It is this same intangible soul, just within yet just beyond the touch of our finger-tips as we reach out farther and farther into the dim unknown, this same indefinable spirit of beauty, shining through the form that it inhabits, permeating it inscrutably, that somehow passes out of the poem into the heart of the admirer, then slips out of his heart into the poem again, and so on and on, again and again, ever lifting the admiring soul as the poem itself is lifted higher still and ever higher.

MISSION.

This practical age, “this nineteenth century with its knife and glass,” ever botanizing and anatomizing, analyzing and scrutinizing in every possible way, is constantly asking, “What is it good for?”; “Of what use is it?” And whatever the knife and glass cannot explain to the fact-loving intellect; whatever the age cannot thus analyze and convert into ready cash or daily bread, it is wont to relegate to the Lethean Limbo of Uselessness.—As if the mind of man were constituted of intellect, pocket, and stomach, and whatever did not go to the filling of these were useless.

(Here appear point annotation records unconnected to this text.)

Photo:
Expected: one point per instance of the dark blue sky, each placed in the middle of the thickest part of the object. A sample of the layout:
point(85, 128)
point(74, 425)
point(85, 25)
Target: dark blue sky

It is well and just and right, indeed, that any age should thus inquire, especially as to material things, so long as it does not dwarf other faculties by giving all sustenance to one. To ask concerning poetry, “What is it good for?”, “Of what use is it?”, is simply to ask in a different form, “What is the soul good for?”; “Of what use is a God!” There is nothing in God’s universe that does not have utility.

But to examine specifically and logically, and thus to discover somewhat of the mission, the utility of poetry.

In order to do this, we must naturally refer to the human mind, since thence poetry is brought forth and there it is perceived.

There are three great divisions of the mind; namely, Intellect, Sensibilities, or Feelings, and Will.

The intellect is that power of the mind by which we think and know. The sensibilities, or feelings, constitute that power of the mind by which we feel. The will is that power of the mind by which we resolve to do or not to do. These explanations are sufficient for our present purpose.

Therefore, whatever furnishes food for the intellect, the knowing-power of the mind, must be of the nature of knowledge, didactic. Whatever ministers to the feelings must waken emotion. Whatever gives action to the will must rouse resolution.

All literature is for the mind. But since there are three departments of the mind, and since literature is produced by and for the mind, there must naturally be three divisions of literature that each mental power may receive sustenance. That is, there should be that literature for the intellect in which knowledge predominates. For the sensibilities, there should be that literature in which feeling, emotion, is the primary and essential element. For the will, there should be that literature that has for its chief end the rousing of resolution.